Maybe she plays music without headphones even when you’re obviously cramming for tomorrow’s bio exam. But when the habit first appeared, you neglected to bring it up—it wasn’t a big deal at the time. Is it too late to mention it now?

Fee’s take: You need to be honest and say, “I realize you love your music and I realize that even though it’s bothered me, I’ve not said anything all this time. This may come as a big shock to you, but I need to ask you a favor. I just can’t concentrate and study with this, so I’m wondering if we can work this out that there are some times that you can put in headphones or listen to music somewhere else so that I can study. I’m going to promise to be more honest with you from now on, because I know this is going to come as sort of a surprise.”

Her boyfriend is practically a third roommate.
Maybe he’s a good guy and all, but “it’s not okay to give your boyfriend a key to your room so he promptly walks in on your roommate while you’re changing,” Angela* says. “Absolutely awful and completely unacceptable.”

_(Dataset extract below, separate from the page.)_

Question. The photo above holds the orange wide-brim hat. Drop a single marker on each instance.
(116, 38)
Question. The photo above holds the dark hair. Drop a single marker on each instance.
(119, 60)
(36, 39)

Fee’s take: The issue is between you and your roommate—not with the boyfriend—so talk when the boyfriend’s not present. Don’t make the conversation about liking him or disliking him; it needs to be about respecting privacy and what you’re going to agree on. Just say, “Let’s talk about when it’s fair to have guests over and not have guests over.” Because maybe it’s not the boyfriend—this could be a friend who hangs over all the time, too. Make some standard rules about when guests can come over, when there’s off time, and how long of a notice should be given.

Don’t see your particular dilemma here? We’ve only included a handful of sticky situations, but Fee answers more in her book, My Roommate’s Driving Me Crazy, in case you’re looking for extra help. Flip through its pages for 250 conversation starters to everyday situations.

*Names of HC writers have been changed to respect their privacy and that of their roommates.